NEWTON'S OPTIC:AS A British taxpayer, Newton Emersonis often asked: "How do public-private partnerships [PPPs] work?"
The answer is surprisingly simple. Suppose a government has strict rules on the amount it can borrow but it wants to spend more on houses, schools and hospitals.
If a private firm takes out a loan to build them instead, the government can pay it back over decades in regular instalments without officially increasing the national debt.
As a British taxpayer, I am often asked: "Isn't that just another type of government borrowing?"
The answer is yes. However, it is not strictly the type of borrowing that the government has strict rules about.
As a British taxpayer, I am often asked: "Why in God's name would the government pay a private company to take out a loan when nobody can borrow as cheaply as the government?"
The answer, as I feel I have already explained by this point in the conversation, is that there are strict rules about government borrowing, and breaking them openly might be even more expensive than a PPP.

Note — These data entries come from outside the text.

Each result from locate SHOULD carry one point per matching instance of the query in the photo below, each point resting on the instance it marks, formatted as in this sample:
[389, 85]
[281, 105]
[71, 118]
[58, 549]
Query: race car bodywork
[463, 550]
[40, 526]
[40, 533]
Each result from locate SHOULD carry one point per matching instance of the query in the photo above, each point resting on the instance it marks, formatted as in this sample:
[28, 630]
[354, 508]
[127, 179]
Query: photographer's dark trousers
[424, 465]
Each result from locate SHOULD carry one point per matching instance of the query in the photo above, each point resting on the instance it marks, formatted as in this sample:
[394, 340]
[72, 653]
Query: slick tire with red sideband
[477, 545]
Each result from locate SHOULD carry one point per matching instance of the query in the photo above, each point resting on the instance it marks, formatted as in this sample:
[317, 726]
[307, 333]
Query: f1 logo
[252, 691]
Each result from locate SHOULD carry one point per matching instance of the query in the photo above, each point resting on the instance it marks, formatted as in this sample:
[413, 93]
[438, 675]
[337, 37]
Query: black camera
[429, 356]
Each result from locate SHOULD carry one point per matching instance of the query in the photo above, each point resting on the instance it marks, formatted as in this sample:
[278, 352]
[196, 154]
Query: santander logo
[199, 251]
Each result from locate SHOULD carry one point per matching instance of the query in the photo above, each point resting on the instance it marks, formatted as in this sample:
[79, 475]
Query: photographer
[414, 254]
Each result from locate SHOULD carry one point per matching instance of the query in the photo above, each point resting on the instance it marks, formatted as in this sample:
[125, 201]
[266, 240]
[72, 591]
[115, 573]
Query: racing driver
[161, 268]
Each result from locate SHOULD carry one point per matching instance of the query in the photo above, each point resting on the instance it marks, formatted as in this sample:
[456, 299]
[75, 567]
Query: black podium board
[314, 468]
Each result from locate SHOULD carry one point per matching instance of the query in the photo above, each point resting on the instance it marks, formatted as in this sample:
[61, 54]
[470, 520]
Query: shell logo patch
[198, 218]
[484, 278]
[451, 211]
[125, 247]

As a British taxpayer, I am often asked: "Is that the only official excuse for this exciting policy development?"
The answer is no, of course not. There are dozens of official excuses for this exciting policy development. For example, PPPs stimulate the economy by using private firms to build houses, schools and hospitals.
As a British taxpayer, I am often asked: "Didn't the government always use private firms to build houses, schools and hospitals?"
The answer is yes, I suppose it did. But by using them to arrange the finance as well, civil servants benefit from private-sector expertise.
As a British taxpayer, I am often asked: "Doesn't the private sector actually use its expertise to run rings around civil servants?"
The answer is yes, if you insist on putting it in such a negative manner. But private firms have to negotiate the best deals for themselves to offset any risks.
As a British taxpayer, I am often asked: "What risks? Aren't PPP contracts always guaranteed by the government come hell or high water?"
The answer is that you should calm down. You sound like a communist. Private firms need cast-iron guarantees to justify the extra cost of borrowing on the open market.
As a British taxpayer, I am often asked: "Isn't that a circular argument? Also, as this borrowing takes place on the open market, don't the markets know all about it?"
The answer is no, it's really more of a triangular argument and yes, the global financial system has now noticed the UK's hidden PPP liability and is starting to question our national accounts and downgrade our international credit rating. But it will take years to rewrite the auditing rules and a week is a long time in politics.
As a British taxpayer, I am often asked: "So this is your government's brilliant idea for public service delivery? Turning an obscure ideological experiment into the biggest accounting trick since Enron, dumping all the needless extra costs and risks on to future taxpayers and wrecking the public finances for decades, just to create the passing illusion of fiscal responsibility?
"What other country would be stupid enough to entertain such madness, especially one still running a budget surplus?"
But that would be a North Circular argument.